Abstract

Multifocal lenses comprising progressive power surfaces are commonly used in contact and intraocular lens designs. Given a visual performance metric, a wavefront engineering approach to design such lenses is based on searching for the optimal wavefront at the exit pupil of the eye. Multifocal wavefronts distribute the energy along the different foci thanks to having a varying mean curvature. Therefore, a fundamental step in the wavefront engineering approach is to generate the wavefront from a prescribed mean curvature function. Conventionally, such a thing is done by superimposing spherical wavefront patches and maybe adding a certain component of spherical aberration to each spherical patch in order to increase the depth-of-field associated with each focus.

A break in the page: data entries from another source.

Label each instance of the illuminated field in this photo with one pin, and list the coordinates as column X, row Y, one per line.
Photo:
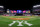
column 5, row 20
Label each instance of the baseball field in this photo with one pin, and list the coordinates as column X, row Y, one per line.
column 5, row 20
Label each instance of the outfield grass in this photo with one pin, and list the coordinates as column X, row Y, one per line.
column 4, row 21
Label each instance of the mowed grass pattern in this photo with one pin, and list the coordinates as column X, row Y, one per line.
column 4, row 21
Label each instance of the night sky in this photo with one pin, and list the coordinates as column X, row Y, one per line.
column 19, row 4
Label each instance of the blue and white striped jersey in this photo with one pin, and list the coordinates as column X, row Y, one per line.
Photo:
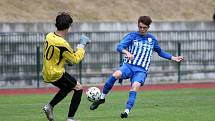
column 142, row 48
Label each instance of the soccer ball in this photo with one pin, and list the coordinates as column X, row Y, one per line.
column 93, row 94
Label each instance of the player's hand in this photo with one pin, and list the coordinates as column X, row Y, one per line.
column 84, row 40
column 177, row 58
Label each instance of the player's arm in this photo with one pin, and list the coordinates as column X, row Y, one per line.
column 73, row 57
column 165, row 54
column 121, row 48
column 161, row 52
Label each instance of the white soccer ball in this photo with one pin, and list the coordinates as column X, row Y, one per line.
column 93, row 94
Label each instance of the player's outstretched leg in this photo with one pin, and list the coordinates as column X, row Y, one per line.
column 96, row 104
column 48, row 109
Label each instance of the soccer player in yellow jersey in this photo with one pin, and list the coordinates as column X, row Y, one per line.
column 57, row 52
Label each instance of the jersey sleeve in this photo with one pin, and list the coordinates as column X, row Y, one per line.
column 161, row 52
column 71, row 56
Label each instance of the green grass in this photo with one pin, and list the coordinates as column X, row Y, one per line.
column 168, row 105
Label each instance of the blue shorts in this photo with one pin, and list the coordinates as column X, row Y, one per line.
column 135, row 73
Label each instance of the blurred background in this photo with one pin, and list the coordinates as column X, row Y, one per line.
column 182, row 27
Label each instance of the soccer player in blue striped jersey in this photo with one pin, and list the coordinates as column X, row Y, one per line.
column 138, row 48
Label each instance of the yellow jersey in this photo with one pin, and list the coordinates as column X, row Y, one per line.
column 57, row 52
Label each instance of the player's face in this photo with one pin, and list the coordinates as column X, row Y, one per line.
column 142, row 28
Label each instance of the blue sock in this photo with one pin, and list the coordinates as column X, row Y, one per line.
column 109, row 84
column 131, row 100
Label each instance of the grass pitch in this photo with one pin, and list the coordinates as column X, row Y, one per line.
column 165, row 105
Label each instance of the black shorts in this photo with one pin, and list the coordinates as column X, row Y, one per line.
column 66, row 82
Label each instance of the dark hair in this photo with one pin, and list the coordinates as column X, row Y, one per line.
column 145, row 20
column 63, row 21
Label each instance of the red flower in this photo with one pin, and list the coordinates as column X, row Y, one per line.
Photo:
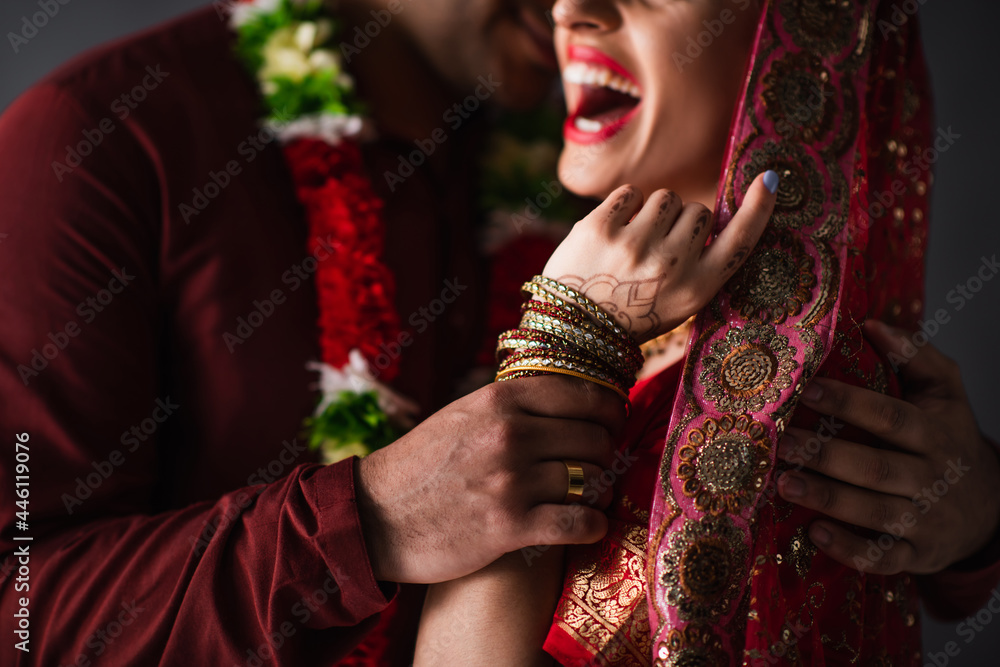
column 355, row 289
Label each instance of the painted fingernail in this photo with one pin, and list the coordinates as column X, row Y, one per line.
column 771, row 180
column 813, row 392
column 821, row 536
column 792, row 486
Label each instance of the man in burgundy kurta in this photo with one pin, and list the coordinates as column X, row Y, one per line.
column 168, row 477
column 175, row 514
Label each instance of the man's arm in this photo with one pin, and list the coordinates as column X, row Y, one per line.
column 279, row 566
column 497, row 616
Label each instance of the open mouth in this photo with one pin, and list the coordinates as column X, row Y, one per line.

However, such a procedure does not lead to smooth wavefront solutions and also restricts the type of available multifocal wavefronts. We derive a new, to the best of our knowledge, mathematical method to uniquely construct multifocal wavefronts from mean curvature functions (depending on radial and angular coordinates) under certain numerically justified approximations and restrictions. Additionally, our procedure leads to a particular family of wavefronts (line-umbilical multifocal wavefronts) described by 2 conditions: (1) to be smooth multiplicative separable functions in the radial and angular coordinates; (2) to be umbilical along a specific segment connecting the circle center with its edge. We provide several examples of multifocal wavefronts belonging to this family, including a smooth variant of the so-called light sword element.